Neither man mentioned that Mr. Paterno did not alert police after a graduate assistant, according to the indictment, witnessed Mr. Sandusky engaged in a sex act with a 10-year-old boy in a university shower in 2002. Neither mentioned the mob of students embracing Mr. Paterno’s modest home Tuesday night as he led them in cheers of “We are Penn State” and told the board of trustees that it had more important matters than his job security. Students retreated to the same cheer during the riot, between choruses of “[Forget] the media” and “We want JoePa.”
Four minutes into the 26-minute news conference Thursday, one local reporter asked Mr. Bradley who would start at quarterback Saturday against Nebraska.
“You’ve got to be kidding,” a reporter from a national outlet replied loudly.
Queried about Mr. Sandusky a half-dozen times, Mr. Bradley glanced at what appeared to be a cue card in his right hand before saying he wasn’t allowed to speak about the case. Mr.

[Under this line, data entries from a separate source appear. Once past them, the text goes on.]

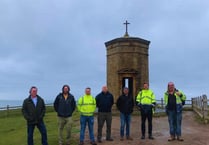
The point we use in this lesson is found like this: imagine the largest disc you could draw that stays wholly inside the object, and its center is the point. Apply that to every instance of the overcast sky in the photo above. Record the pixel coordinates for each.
(49, 43)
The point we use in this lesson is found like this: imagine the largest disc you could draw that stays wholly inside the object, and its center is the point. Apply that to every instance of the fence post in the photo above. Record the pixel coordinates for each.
(7, 111)
(162, 103)
(205, 106)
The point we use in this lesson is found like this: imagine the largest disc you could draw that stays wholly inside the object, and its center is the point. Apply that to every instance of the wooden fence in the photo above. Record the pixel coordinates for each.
(200, 106)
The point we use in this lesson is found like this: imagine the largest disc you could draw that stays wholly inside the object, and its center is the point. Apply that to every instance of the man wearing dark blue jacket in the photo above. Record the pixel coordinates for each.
(33, 110)
(64, 105)
(104, 101)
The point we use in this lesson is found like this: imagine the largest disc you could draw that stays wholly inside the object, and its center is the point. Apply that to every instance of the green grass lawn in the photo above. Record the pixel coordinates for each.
(13, 129)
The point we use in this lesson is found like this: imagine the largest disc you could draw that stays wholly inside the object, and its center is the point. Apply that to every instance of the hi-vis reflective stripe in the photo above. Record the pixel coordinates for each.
(87, 113)
(148, 97)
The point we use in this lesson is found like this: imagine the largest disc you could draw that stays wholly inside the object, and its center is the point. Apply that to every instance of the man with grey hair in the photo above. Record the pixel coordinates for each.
(125, 104)
(104, 101)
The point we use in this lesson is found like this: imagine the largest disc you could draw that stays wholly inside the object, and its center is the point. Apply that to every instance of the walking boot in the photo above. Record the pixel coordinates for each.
(179, 138)
(172, 138)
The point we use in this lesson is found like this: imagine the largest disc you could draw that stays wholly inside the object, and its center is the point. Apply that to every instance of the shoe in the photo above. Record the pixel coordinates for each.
(99, 141)
(93, 143)
(180, 139)
(109, 139)
(151, 137)
(81, 143)
(172, 138)
(129, 138)
(143, 137)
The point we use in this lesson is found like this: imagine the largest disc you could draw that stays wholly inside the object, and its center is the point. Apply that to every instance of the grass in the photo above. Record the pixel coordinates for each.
(13, 128)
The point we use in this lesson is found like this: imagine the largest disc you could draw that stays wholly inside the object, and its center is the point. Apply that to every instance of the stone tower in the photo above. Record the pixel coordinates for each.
(127, 64)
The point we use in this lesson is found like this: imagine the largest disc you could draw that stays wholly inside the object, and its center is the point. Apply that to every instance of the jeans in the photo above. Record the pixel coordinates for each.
(90, 121)
(125, 120)
(64, 121)
(42, 129)
(174, 119)
(102, 117)
(146, 113)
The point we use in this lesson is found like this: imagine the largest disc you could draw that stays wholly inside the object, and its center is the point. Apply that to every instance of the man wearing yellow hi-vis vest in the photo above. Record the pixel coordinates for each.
(86, 107)
(146, 102)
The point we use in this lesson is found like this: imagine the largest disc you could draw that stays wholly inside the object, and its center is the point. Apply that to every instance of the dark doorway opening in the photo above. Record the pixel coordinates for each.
(128, 82)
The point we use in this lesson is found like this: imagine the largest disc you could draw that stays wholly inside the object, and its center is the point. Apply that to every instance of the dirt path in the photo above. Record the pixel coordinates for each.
(193, 132)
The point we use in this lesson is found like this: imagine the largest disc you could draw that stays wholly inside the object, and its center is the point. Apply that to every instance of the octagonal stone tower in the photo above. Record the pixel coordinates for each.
(127, 64)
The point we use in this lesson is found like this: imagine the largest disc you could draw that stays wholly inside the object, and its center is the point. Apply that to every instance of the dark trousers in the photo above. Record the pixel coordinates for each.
(42, 129)
(146, 113)
(174, 119)
(102, 118)
(84, 120)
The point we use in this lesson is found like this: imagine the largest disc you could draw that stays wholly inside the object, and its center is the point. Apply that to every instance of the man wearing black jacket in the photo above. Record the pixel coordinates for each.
(64, 105)
(104, 101)
(125, 104)
(33, 110)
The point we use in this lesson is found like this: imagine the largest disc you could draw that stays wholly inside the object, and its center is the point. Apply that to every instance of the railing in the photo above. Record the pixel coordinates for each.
(200, 106)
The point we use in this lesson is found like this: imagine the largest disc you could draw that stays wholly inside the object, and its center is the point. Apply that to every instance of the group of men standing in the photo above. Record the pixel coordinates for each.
(34, 109)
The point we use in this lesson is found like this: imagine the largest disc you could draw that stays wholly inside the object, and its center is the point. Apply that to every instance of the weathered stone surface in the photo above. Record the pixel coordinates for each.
(127, 57)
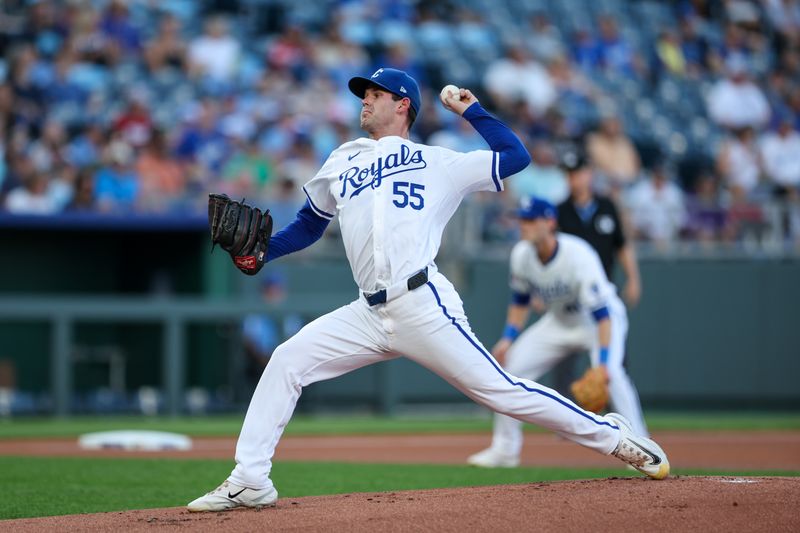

Bradley testified before the grand jury and isn’t prevented from speaking about the case. University counsel told him not to comment, Mr. Bradley eventually acknowledged. The coach maintained that he wasn’t aware of the 2002 incident or a 1998 police investigation of Mr. Sandusky regarding alleged inappropriate behavior around children.
No more questions about the starting quarterback followed, as Mr. Bradley outlined plans to hold together a reeling program.
The Penn State graduate bought the Tavern, a few doors down, in 1980. The restaurant is as familiar to folks here as Mr. Paterno.